Eligió una pequeña y la fijó en su capacidad de corte más limitada, la suficiente como para atravesar la caja torácica. Farre se la pasó a la adepta y respingó ante el torpe manejo del instrumento por parte de la mujer muerta. Farre, que había sido médico antes de su inducción al servicio del Emperador, debería llevar a cabo la autopsia por derecho propio. Pero el condicionamiento era demasiado profundo. Era todo lo que podía hacer para ayudar; cortar de facto el cadáver que albergaba el Secreto provocaría una reacción fatal en sus controles internos.

La vibrasierra cobró vida en manos de Trevim; su chirrido era como el de un mosquito atrapado en su tímpano. El sonido pareció poner los pelos de punta incluso a la adepta muerta durante cincuenta años cuando presionó la sierra contra el cadáver ennegrecido. Pero sus incisiones fueron suaves y limpias, cortando la carne chamuscada como si fuese agua.

Una neblina se elevó del cadáver, una leve mancha gris en el aire. Farre se estremeció y buscó una máscara médica. La neblina parecía fino polvo de cenizas saliendo de un fuego apagado; de hecho, químicamente era lo mismo (carbón destilado por el fuego) pero su origen era carne humana en lugar de madera. Farre cubrió cuidadosamente su boca, intentando no pensar en las pequeñas motas de la Emperatriz Infante muerta que quedarían atrapadas entre las fibras de la máscara, o que se estaban acomodando ahora en los poros de su piel expuesta.

La adepta terminó, habiendo llevado un trabajo casi demasiado exhaustivo. Había configurado la vibrasierra para que debilitara los tejidos conectivos, y la caja torácica de la Emperatriz se levantó fácilmente en finas tiras cuando Trevim tiró de ella. Farre se inclinó cuidadosamente hacia delante, intentando reprimir las imperiosas inhibiciones de su condicionamiento. El pecho expuesto era casi abstracto, como las esculturas plásticas de la escuela de médicos; el calor titánico del arma rix había quemado cartílagos y tejidos hasta convertirlos en una masa reseca y oscura.

—¿Y ahora un localizador de nervios?

Farre negó con la cabeza.

—Solo funcionan en sujetos vivos. O los que han muerto hace muy poco. Necesitará un juego de nanosondas buscadoras de tejido nervioso y un visualizador remoto, al igual que una varilla de pala. —Volvió a respirar hondo—. Se lo enseñaré.

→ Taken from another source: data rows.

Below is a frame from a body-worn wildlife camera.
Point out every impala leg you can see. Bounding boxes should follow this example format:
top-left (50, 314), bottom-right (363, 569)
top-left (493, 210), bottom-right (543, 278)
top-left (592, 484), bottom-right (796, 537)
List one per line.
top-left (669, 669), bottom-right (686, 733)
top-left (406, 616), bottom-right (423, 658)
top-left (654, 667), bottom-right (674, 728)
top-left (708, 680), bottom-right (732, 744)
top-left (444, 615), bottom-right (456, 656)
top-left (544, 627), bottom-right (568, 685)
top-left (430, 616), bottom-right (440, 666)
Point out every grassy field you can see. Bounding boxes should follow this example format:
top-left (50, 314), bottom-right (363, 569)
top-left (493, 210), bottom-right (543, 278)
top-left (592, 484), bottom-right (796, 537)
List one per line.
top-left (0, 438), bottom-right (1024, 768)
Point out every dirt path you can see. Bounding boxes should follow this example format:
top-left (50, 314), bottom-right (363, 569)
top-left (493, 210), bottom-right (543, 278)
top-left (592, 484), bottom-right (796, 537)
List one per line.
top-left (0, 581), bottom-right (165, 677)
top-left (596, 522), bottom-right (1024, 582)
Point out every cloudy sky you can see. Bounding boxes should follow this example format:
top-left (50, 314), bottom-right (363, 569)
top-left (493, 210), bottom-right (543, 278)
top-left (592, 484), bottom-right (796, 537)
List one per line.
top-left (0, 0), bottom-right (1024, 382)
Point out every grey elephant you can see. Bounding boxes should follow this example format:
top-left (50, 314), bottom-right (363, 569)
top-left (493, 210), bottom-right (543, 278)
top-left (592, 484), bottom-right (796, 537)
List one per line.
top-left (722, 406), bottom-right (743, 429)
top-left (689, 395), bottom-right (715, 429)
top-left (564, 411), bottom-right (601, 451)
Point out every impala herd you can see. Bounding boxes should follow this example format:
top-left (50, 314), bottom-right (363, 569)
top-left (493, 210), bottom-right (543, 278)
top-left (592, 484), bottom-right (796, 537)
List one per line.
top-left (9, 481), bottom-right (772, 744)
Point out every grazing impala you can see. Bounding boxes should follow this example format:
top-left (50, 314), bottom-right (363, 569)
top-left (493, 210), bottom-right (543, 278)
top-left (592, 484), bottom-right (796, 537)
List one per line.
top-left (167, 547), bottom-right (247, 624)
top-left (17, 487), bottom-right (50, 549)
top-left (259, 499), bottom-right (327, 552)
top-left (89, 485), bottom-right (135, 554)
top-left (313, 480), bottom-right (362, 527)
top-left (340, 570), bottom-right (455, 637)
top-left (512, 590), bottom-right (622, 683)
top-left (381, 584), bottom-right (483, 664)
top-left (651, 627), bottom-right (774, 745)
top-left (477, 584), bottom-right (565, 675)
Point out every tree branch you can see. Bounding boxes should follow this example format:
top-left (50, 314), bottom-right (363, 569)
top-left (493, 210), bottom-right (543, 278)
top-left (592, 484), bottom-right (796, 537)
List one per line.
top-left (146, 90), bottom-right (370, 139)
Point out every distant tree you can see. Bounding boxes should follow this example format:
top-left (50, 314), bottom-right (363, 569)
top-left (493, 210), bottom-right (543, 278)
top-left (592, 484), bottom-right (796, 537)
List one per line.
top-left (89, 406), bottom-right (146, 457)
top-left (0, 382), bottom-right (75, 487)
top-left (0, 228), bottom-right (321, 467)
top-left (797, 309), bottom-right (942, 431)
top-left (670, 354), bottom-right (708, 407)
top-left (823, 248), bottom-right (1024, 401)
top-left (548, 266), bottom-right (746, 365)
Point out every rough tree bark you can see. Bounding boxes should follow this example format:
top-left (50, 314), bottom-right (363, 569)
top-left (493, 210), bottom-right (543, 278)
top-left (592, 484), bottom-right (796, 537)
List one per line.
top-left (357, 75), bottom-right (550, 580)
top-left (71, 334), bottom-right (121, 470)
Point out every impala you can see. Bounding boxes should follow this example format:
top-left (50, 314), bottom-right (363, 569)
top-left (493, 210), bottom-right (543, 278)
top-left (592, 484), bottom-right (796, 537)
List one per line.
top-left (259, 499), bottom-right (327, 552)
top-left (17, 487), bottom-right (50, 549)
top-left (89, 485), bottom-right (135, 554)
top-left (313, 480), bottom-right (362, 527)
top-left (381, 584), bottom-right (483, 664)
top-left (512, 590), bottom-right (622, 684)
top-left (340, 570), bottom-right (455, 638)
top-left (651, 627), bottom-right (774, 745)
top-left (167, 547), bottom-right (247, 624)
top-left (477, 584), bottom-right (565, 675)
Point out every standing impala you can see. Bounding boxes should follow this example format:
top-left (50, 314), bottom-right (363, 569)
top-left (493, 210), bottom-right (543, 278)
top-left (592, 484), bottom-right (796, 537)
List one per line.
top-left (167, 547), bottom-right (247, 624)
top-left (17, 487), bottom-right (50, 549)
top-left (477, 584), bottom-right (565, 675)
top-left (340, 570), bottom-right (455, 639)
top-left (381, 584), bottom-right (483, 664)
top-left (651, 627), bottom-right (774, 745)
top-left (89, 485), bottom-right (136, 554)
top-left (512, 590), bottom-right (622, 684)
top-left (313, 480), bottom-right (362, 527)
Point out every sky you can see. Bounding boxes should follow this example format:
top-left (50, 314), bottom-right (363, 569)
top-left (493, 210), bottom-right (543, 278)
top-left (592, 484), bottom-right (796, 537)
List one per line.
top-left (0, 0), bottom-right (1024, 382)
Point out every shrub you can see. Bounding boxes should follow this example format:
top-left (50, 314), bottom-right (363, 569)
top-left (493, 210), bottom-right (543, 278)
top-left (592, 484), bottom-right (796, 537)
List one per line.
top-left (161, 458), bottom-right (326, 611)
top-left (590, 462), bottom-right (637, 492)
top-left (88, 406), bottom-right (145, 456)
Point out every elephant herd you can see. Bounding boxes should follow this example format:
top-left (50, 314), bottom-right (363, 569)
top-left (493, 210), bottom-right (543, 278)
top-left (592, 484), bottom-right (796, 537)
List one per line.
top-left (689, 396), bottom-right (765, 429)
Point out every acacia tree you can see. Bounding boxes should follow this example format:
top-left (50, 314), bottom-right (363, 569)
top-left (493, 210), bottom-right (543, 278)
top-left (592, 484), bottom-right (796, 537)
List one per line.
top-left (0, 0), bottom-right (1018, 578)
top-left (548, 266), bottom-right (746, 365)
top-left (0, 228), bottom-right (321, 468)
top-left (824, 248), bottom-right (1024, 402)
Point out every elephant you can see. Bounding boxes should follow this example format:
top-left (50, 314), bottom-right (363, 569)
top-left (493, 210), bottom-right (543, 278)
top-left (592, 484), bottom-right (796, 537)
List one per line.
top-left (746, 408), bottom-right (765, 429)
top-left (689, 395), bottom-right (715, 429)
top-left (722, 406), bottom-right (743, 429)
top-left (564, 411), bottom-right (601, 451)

La adepta se hizo a un lado mientras Farre extendía las nanosondas por la brillante cavidad del pecho. Farre dejó que se propagaran y luego insertó cuidadosamente la varilla, observando su lectura para asegurarse de no dañar los delicados hilos de la madeja del confidente. Los ágiles dedos de la varilla de pala, finos como cuerdas de piano, empezaron a trabajar en la carne, apartando el tejido del cuerpo de la Emperatriz.

Pero Farre solo había avanzado unos pocos centímetros cuando se dio cuenta de lo que estaba haciendo, y una oleada de náusea la golpeó.

—Adepta… —consiguió decir.

Trevim agarró delicadamente el instrumento de los dedos de Farre mientras esta retrocedía tambaleante de la mesa.

—Con esto bastará, iniciada —oyó que Trevim decía—. Creo que ya sé cómo funciona. Gracias.

Las imágenes permanecieron fijas en la retina de su ojo mental a medida que se hundía pesadamente en el suelo. La hermana del Emperador, la emperatriz infante Anastasia, Razón del simbionte, abierta en canal como un cerdo asado.

Vulnerable. Herida. ¡El Secreto expuesto!

Y ella, Viran Farre, había participado de ello. Le dio un vuelco el estómago y una bilis acida inundó su garganta. El sabor destruyó toda voluntad y sintió las arcadas mientras la adepta seguía recuperando el confidente de la Emperatriz caída.